Raising Thirsty Children
- Greg Laurie Contributor
- 2008 21 Apr
A verse that we often quote, especially when our kids are going astray, is Proverbs 22:6: “Train up a child in the way he should go, and when he is old he will not depart from it” (NKJV).
We think the way to do that is to raise our kids, basically from birth, in a Christian environment. So from their very early days, we send them off to Sunday School. We send them to Christian camps. We enroll them in Christian schools. We only let them listen to Christian music, and we try to make sure they have Christian friends. We seem to be doing all of the right things. Even so, when they get a little older, they go into rebellion in some cases. We think, Wait a second! Where did I go wrong? But maybe it’s a failure to understand what it really means to train up a child in the way that he or she should go.
The phrase “train up” in the original Hebrew speaks of the actions of a midwife who would dip her finger into crushed dates and then put it in the mouth of a newborn child. The purpose of this was to stimulate the infant’s thirst for milk. So drawing from this concept, we see that to “train up” a child means to create a thirst within him or her.
Also, the word “child” used in Proverbs 22:6 is used in different ways in various passages. In one passage, the word relates to an infant. In another, it speaks of a young boy. In another, it references Joseph at age 17. In another, it is associated with a young man ready for marriage. So this verse is really speaking of training children from their infant stages all the way into young adulthood. So to put it all together, the verse is saying, “Create a thirst in and also give your child external boundaries from the beginning to the end, from infancy to young adulthood.” That is what God has called us to do. We are establishing external boundaries for our children’s protection, but we are also seeking to develop within them an internal motivation to know and love the Lord.
What is the best way to create thirst? The same way you stir an appetite. Imagine going out with friends who want to go get something to eat, but you aren’t all that hungry. You go to the restaurant with them anyway, where they order big hamburgers, fries, and shakes. When the food arrives, it smells so good. So you ask, “Mind if I have one of those fries?” The next thing you know, you’ve ordered your own meal. What happened? Their food came. You smelled it. You tasted it. And then you wanted your own.
In the same way, the best thing we can do to create a hunger and thirst for Jesus Christ in others is to live it ourselves. It is to be what God has called us to be. If we are being the salt of the earth (see Matthew 5:13), then we will create in others a thirst for spiritual things, and they will see something in us that they will admire. So in leading our children and training our children, the most important thing we must do is to first live it.

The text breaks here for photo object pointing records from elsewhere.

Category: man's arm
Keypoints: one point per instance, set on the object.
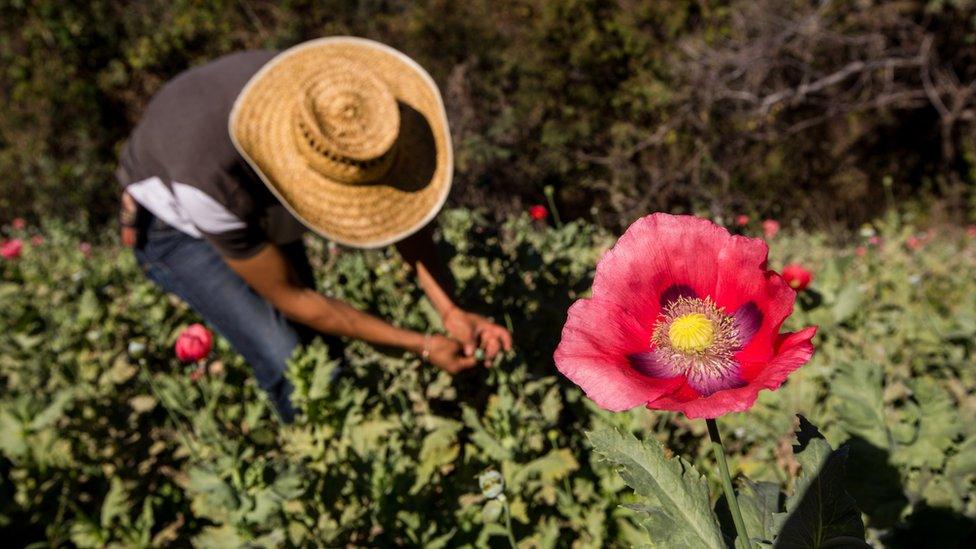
(473, 330)
(271, 276)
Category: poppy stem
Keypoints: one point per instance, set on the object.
(742, 537)
(548, 190)
(508, 526)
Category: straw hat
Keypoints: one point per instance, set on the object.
(351, 136)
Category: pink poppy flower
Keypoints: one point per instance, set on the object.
(11, 249)
(538, 212)
(684, 317)
(194, 343)
(198, 373)
(797, 277)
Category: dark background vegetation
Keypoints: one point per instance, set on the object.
(822, 111)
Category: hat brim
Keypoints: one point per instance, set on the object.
(364, 216)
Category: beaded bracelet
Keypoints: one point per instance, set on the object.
(425, 354)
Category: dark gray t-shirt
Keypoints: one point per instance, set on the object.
(181, 165)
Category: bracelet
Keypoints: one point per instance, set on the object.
(451, 311)
(425, 353)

Moses said to the people of Israel, “And these words which I command you today shall be in your heart. You shall teach them diligently to your children, and shall talk of them when you sit in your house, when you walk by the way, when you lie down, and when you rise up” (Deuteronomy 6:6–7 NKJV). Moses is saying that what you teach your children must first of all be real to you. Faith in Jesus Christ is something that permeates every area of our lives, and it is something that we should be talking about not just at church or at a set time, such as family devotions. It should be all of the time. When you sit down. . . . When you rise up. . . . When you are walking on the way. It is a part of our lives, and we need to teach our kids that Jesus Christ is to be a part of everything that we do. As we model that for them and teach it to them, it will create a thirst in them as well. But first we must be good examples.